Nach dem Frühstück behandele ich noch meine Blase unter dem kleinen linken Zeh, dann geht es ans Packen und ans Zelt abbauen. Danach starte ich heute wieder einmal zu einer Arbeitstour mit viel Straße. Diesen Weg habe ich ausgesucht, um innerhalb einer Etappe nach Stralsund zu gelangen.
Zunächst führt mich meine heutige Route weiter auf dem mit Betonplatten ausgelegten Weg. Nach einiger Zeit kommen mir die ersten landwirtschaftlichen Fahrzeuge entgegen. Bei zwei riesigen Mähdreschern muss ich aufs Feld ausweichen, denn diese Fahrzeuge sind deutlich breiter als der Weg. Es ist jetzt die Zeit der Ernte eingetreten. Damit haben sich auch die Farben in der Landschaft deutlich verändert. Jetzt überwiegen die Braun- und Gelbtöne. Bei Sonneneinstrahlung kommt noch das herrliche Goldgelb hinzu. Auch die nun etwas weniger vorhandenen Grüntöne haben sich hin zum dunkleren Grün entwickelt. Das helle leuchtende Grün ist nun weitgehend verschwunden.
Es wird immer wärmer und nur ein laues Lüftchen weht. Der Schweiß fließt bei mir in Strömen. Mein kleines Schweißtuch ist inzwischen zum Auswringen nass. Dieses kleine Schweißtuch stammt aus Japan und ist eigentlich ein kleines Handtuch, dass in den japanischen Bädern genutzt wird. Von meinen Reisen nach Japan habe ich auch die Nutzung dieser Handtücher als Schweißtuch gelernt. Dort feuchtet man das Tuch immer wieder mit kaltem Wasser an. Habe ich heute leider vergessen und so ist die Feuchtigkeit nur vom Schweiß!
Vom Plattenweg wechsel ich auf eine kleine Kreisstraße. Vor mir kommen ein kleiner Junge, ein etwas größeres Mädchen und die Mutter mit Rädern aus einem Hof gefahren. Plötzlich der Ruf der Mutter zu ihrem Sohn: „Du hast ja keinen Helm auf, sollen wir ihn noch holen?“ Wie selbstverständlich lehnt der Junge ab. Für mich aber nachvollziehbar, denn die Mutter trägt selbst auch keinen Helm. Eine tolle Vorbildfunktion für die eigenen Kinder!

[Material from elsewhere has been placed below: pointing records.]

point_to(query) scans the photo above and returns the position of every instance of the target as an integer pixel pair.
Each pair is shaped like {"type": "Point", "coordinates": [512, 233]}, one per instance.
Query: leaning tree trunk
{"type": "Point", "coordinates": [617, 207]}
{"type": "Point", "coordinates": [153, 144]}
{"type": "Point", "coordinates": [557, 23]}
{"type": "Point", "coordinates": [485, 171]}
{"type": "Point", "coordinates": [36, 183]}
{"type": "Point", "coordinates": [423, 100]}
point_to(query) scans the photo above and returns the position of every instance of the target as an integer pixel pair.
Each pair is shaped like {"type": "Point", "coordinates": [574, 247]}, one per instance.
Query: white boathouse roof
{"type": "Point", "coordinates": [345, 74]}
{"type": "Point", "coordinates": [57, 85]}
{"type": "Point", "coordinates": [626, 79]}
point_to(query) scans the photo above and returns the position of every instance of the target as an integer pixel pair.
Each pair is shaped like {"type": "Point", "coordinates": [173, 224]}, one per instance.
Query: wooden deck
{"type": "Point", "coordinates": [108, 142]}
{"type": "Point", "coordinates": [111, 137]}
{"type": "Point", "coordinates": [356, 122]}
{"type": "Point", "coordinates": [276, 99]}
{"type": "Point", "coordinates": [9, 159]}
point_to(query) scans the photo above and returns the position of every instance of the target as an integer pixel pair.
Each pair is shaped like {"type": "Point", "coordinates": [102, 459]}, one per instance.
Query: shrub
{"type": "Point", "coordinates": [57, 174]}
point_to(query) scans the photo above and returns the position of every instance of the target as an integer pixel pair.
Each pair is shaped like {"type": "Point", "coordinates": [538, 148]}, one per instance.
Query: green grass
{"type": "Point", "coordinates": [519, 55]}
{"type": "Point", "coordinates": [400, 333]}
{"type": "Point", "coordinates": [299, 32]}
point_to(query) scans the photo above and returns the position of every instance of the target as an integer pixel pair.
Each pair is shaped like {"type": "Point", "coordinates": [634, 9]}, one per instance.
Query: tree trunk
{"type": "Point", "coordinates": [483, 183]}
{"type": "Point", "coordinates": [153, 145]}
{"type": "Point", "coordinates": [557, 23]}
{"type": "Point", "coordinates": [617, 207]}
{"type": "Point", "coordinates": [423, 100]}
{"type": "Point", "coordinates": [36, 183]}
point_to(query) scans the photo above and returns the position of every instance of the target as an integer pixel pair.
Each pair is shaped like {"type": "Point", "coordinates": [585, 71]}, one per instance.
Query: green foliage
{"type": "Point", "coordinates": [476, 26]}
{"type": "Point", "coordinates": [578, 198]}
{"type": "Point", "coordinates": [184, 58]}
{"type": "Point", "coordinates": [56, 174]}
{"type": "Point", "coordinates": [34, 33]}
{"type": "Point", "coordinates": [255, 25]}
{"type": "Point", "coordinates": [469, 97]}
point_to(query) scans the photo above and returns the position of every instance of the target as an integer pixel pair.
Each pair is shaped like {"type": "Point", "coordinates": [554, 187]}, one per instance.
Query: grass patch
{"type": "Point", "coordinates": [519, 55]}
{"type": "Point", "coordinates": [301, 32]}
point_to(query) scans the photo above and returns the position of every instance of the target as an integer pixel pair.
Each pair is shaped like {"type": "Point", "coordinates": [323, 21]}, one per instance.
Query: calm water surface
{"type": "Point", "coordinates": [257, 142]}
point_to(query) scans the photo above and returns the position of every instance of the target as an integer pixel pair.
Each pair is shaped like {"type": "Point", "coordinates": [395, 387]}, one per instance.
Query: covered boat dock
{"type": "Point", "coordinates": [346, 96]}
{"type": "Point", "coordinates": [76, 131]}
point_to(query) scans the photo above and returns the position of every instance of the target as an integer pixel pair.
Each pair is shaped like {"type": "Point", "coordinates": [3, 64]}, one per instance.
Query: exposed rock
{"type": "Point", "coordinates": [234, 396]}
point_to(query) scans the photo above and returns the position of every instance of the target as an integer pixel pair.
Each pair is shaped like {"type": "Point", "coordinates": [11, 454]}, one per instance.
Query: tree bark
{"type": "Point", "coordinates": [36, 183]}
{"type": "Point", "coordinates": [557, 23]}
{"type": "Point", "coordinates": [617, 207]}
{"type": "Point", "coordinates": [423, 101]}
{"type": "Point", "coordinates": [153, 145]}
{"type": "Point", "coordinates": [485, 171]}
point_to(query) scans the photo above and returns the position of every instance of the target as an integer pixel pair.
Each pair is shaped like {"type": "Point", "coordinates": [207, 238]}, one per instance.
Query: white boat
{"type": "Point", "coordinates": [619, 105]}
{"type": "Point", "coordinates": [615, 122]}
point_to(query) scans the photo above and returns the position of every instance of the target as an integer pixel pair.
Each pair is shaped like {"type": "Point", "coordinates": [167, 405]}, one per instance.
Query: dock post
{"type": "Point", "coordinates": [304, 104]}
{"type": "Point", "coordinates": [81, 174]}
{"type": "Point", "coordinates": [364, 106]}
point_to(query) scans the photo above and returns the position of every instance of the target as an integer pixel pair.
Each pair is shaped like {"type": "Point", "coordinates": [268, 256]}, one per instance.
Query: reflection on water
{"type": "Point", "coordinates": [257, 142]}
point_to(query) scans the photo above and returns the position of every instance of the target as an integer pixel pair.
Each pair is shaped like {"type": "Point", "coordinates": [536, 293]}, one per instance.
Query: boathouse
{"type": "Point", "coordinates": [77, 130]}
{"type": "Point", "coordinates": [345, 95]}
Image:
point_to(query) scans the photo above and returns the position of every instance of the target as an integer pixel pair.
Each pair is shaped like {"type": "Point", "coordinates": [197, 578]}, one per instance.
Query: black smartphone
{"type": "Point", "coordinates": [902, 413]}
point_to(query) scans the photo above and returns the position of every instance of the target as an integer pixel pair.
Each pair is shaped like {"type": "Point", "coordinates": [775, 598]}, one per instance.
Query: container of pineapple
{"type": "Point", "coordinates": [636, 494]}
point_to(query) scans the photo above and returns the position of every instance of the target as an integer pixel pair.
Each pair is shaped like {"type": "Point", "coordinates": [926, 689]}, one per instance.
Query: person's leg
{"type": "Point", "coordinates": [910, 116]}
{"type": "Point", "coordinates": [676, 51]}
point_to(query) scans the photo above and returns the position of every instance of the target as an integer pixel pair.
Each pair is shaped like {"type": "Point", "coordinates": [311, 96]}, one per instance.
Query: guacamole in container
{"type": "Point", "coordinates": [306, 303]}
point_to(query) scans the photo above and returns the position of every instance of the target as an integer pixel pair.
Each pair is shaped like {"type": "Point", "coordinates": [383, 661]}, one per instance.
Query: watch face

Schon nach kurzer Zeit biege ich auf eine Landstraße ohne Radweg ab. Und sofort ist der Autoverkehr wieder da. Wieder beginnt eine unangenehme Phase mit meistens vernünftigen, aber auch einigen rücksichtlosen, Fahrern und Fahrerinnen. Zudem macht sich meine Blase immer deutlicher bemerkbar. Bei einem Parkplatz mit Kranichaussichtsplattform kurz vor Flemendorf, mache ich eine Rast und verarzte meine Blase. Hier bekomme ich dann beim dritten Versuch ein günstiges Zimmer in einer Pension in Stralsund.
Auf einer Informationstafel kann ich lesen, dass die Kraniche hier bei ihrem abendlichen Überflug zu den Schlafplätzen zu beobachten sind. Aber auch hier auf den abgeernteten Getreide- und Maisfeldern bei der Nahrungssuche zu beobachten sind.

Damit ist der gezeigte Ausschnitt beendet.